Climat : la FAO lance un projet de capture du carbone des pâturages dégradés

28 septembre 2011

L'Organisation des Nations Unies pour l'agriculture et l'alimentation (FAO) a annoncé mercredi qu'elle allait mettre en œuvre un projet d'aide aux éleveurs afin d'augmenter les revenus de ceux qui piègent le carbone de leur pâturage.

« Nous pensons avoir résolu le problème et trouvé un moyen fiable pour les éleveurs qui investissent dans la restauration des pâturages de prouver qu'ils piègent des quantités mesurables de carbone et de financer leurs activités en accédant au financement de l'atténuation », a déclaré un spécialiste de politiques d'élevage à la FAO, Pierre Gerber, qui travaille au projet.

L'énorme potentiel que détiennent les pâturages pour non seulement permettre d'augmenter les revenus des éleveurs tout en protégeant l'environnement pourra bientôt être exploité grâce à une nouvelle méthodologie mise au point par la FAO en collaboration avec l'Académie chinoise de sciences agronomiques et l'Académie chinoise des sciences et le Centre mondial de l'agroforesterie.

De vastes étendues de pâturages de la planète sont modérément ou gravement dégradées et leur remise en état pourrait éliminer des gigatonnes de carbone de l'atmosphère et améliorer la résilience au changement climatique. Jusqu'à présent, les mécanismes de crédit carbone qui financent les projets réduisant les émissions de gaz à effet de serre (GES) et fixant le carbone n'ont, en général, pas tenu compte de l'agriculture.

Un défi majeur a consisté à trouver des moyens fiables et abordables de mesurer combien de carbone est piégé dans les projets agricoles. La nouvelle méthodologie de gestion durable des pâturages (Methodology for Sustainable Grassland Management) pourrait contribuer à surmonter cet obstacle.

L'aspect innovant de la méthodologie de la FAO est qu'elle offre un moyen rentable d'estimer de manière fiable la quantité d'émissions de GES éliminées de l'atmosphère grâce à une meilleure gestion des pâturages.

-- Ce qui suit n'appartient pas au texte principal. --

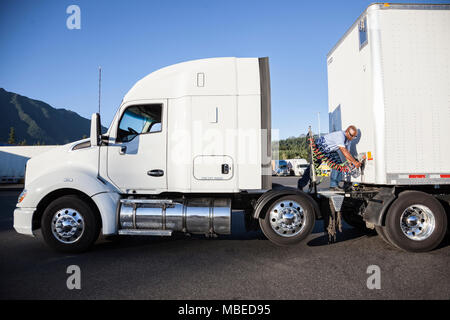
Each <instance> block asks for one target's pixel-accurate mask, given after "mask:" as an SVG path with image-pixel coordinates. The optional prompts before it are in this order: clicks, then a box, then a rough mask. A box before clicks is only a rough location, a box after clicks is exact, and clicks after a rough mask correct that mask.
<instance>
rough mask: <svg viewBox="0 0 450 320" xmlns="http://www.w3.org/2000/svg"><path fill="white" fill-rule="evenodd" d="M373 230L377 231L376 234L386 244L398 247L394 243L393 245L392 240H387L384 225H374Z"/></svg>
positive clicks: (390, 245) (399, 248) (391, 245)
mask: <svg viewBox="0 0 450 320" xmlns="http://www.w3.org/2000/svg"><path fill="white" fill-rule="evenodd" d="M375 230H376V231H377V234H378V235H379V236H380V238H381V239H383V241H384V242H386V243H387V244H389V245H390V246H392V247H394V248H397V249H400V248H399V247H397V246H396V245H394V244H393V243H392V242H390V241H389V240H388V238H386V234H385V232H384V227H383V226H375Z"/></svg>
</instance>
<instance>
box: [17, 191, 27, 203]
mask: <svg viewBox="0 0 450 320" xmlns="http://www.w3.org/2000/svg"><path fill="white" fill-rule="evenodd" d="M26 195H27V190H26V189H24V190H23V191H22V192H21V193H20V195H19V200H18V202H17V203H21V202H22V200H23V199H25V196H26Z"/></svg>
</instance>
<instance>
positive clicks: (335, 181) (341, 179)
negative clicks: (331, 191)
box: [330, 169, 342, 188]
mask: <svg viewBox="0 0 450 320" xmlns="http://www.w3.org/2000/svg"><path fill="white" fill-rule="evenodd" d="M341 180H342V172H341V171H338V170H334V169H332V170H331V175H330V188H336V187H339V182H341Z"/></svg>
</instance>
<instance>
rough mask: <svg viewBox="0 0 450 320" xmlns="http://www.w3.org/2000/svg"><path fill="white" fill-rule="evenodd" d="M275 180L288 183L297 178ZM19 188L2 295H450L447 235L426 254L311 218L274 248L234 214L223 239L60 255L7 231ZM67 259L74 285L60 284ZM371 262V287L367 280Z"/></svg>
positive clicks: (8, 203) (2, 238)
mask: <svg viewBox="0 0 450 320" xmlns="http://www.w3.org/2000/svg"><path fill="white" fill-rule="evenodd" d="M274 182H277V183H282V184H285V185H291V186H295V185H296V178H295V177H285V178H275V179H274ZM19 192H20V191H5V190H3V191H0V208H1V210H0V212H1V213H0V298H1V299H251V300H257V299H447V300H448V299H450V276H449V270H448V265H449V263H450V246H449V243H450V241H449V238H448V237H447V238H446V240H445V241H444V243H443V244H442V245H441V246H440V247H439V248H438V249H436V250H434V251H431V252H428V253H420V254H419V253H408V252H402V251H399V250H398V249H395V248H393V247H391V246H390V245H389V244H387V243H385V242H384V241H383V240H382V239H381V238H380V237H378V236H377V235H374V234H366V233H363V232H360V231H358V230H356V229H353V228H351V227H350V226H348V225H346V224H344V230H343V232H342V233H339V234H338V241H337V242H336V243H334V244H331V245H329V244H327V237H326V236H325V235H324V233H323V228H322V221H317V222H316V226H315V228H314V231H313V233H312V234H311V235H310V236H309V237H308V238H307V239H306V240H305V241H304V242H302V243H300V244H298V245H295V246H292V247H277V246H275V245H273V244H272V243H270V242H269V241H268V240H266V239H265V238H264V236H263V235H262V234H261V233H260V232H257V231H255V232H245V229H244V223H243V214H242V212H239V211H236V212H234V213H233V221H232V234H231V235H230V236H223V237H219V238H216V239H207V238H204V237H202V236H195V237H194V236H193V237H186V236H184V235H176V236H173V237H164V238H158V237H125V238H120V239H119V240H116V241H109V240H105V239H103V238H101V239H99V241H98V242H97V243H96V245H95V246H94V248H93V249H92V250H91V251H89V252H87V253H83V254H77V255H73V254H60V253H56V252H54V251H52V250H51V249H49V248H48V247H47V246H46V245H45V244H44V243H43V241H42V237H41V236H40V235H38V237H37V238H32V237H28V236H24V235H20V234H17V233H16V232H15V231H14V230H13V228H12V222H13V221H12V216H13V210H14V207H15V203H16V201H17V196H18V194H19ZM71 265H76V266H78V267H79V268H80V272H81V278H80V279H81V282H80V284H81V289H73V290H69V289H68V288H67V284H66V283H67V280H68V277H69V276H70V275H71V274H68V273H67V268H68V267H69V266H71ZM373 266H376V267H375V269H376V268H377V267H378V268H379V269H377V270H379V278H377V284H378V285H379V289H377V288H375V289H369V288H368V286H367V282H368V280H369V283H372V284H373V281H371V280H373V275H374V274H373V273H372V272H373V271H372V270H374V267H373ZM368 272H369V273H368ZM378 280H379V281H378Z"/></svg>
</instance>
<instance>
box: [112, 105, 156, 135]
mask: <svg viewBox="0 0 450 320" xmlns="http://www.w3.org/2000/svg"><path fill="white" fill-rule="evenodd" d="M161 120H162V104H142V105H134V106H130V107H128V108H127V109H126V110H125V112H124V113H123V115H122V118H121V119H120V123H119V129H118V131H117V141H118V142H128V141H131V140H133V139H134V138H135V137H136V136H138V135H140V134H146V133H153V132H160V131H161V130H162V124H161Z"/></svg>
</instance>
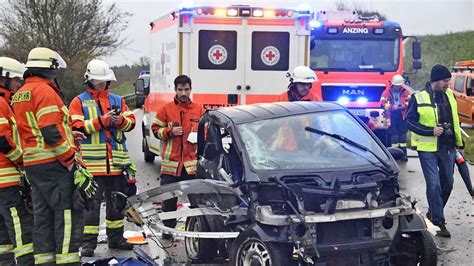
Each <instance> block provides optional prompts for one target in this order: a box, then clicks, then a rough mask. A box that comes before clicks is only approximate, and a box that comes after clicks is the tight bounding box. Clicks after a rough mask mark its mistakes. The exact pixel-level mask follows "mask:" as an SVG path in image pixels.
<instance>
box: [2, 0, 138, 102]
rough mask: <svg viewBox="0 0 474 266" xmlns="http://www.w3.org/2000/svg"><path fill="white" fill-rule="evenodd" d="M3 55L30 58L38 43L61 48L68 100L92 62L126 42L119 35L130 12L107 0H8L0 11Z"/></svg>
mask: <svg viewBox="0 0 474 266" xmlns="http://www.w3.org/2000/svg"><path fill="white" fill-rule="evenodd" d="M0 14H1V16H0V37H2V38H3V45H2V47H0V52H1V53H2V54H5V55H8V56H12V57H14V58H16V59H19V60H22V61H25V60H26V58H27V56H28V52H29V51H30V50H31V49H32V48H34V47H38V46H43V47H48V48H51V49H53V50H55V51H57V52H58V53H59V54H61V56H62V57H63V58H64V60H65V61H66V62H67V63H68V71H67V73H64V74H63V77H67V78H68V87H69V88H72V91H69V90H71V89H69V90H68V91H64V93H65V94H66V96H69V97H67V98H70V96H73V95H74V94H75V93H76V92H77V91H78V89H79V88H77V87H78V85H79V84H78V85H76V84H70V82H71V80H70V79H72V82H75V83H80V81H81V76H82V73H83V72H84V69H85V64H86V63H87V61H88V60H90V59H92V58H95V57H99V56H105V55H109V54H111V53H112V52H114V51H116V50H117V49H118V48H119V47H121V46H123V45H124V44H125V42H126V39H124V38H122V37H121V36H120V34H121V32H122V31H123V30H125V29H126V28H127V26H128V20H127V18H128V17H129V16H130V14H129V13H127V12H122V11H120V10H119V9H118V8H117V7H116V5H115V4H111V5H108V6H105V5H104V4H103V2H102V0H76V1H75V0H8V5H7V7H6V8H4V9H3V10H2V11H0Z"/></svg>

« Notre approche permet non seulement de mesurer directement le piégeage du carbone par l'échantillonnage du sol mais aussi par modélisation par ordinateur sur la base des types de sols et des activités entreprises », a expliqué une économiste de la FAO participant au projet, Leslie Lipper.

« Etre en mesure de démontrer le suivi fiable est essentiel pour les projets qui souhaitent participer aux marchés du carbone, et la modélisation réduit les coûts de suivi, permettant aux petits gardiens de troupeaux et aux éleveurs d'y prendre part », a-t-elle ajouté.

La méthodologie est en train d'être appliquée à un projet pilote dans la province de Qinghai en Chine, qui émettra des crédits carbone significatifs pendant une période de 10 ans. Les pâturages restaurés auront stocké d'ici là le plus de carbone possible, et les revenus tirés des échanges de carbone diminueront. Mais les terres auront récupéré leur pleine productivité et les systèmes d'élevage seront passés à un modèle durable capable de soutenir les moyens d'existence de générations d'éleveurs.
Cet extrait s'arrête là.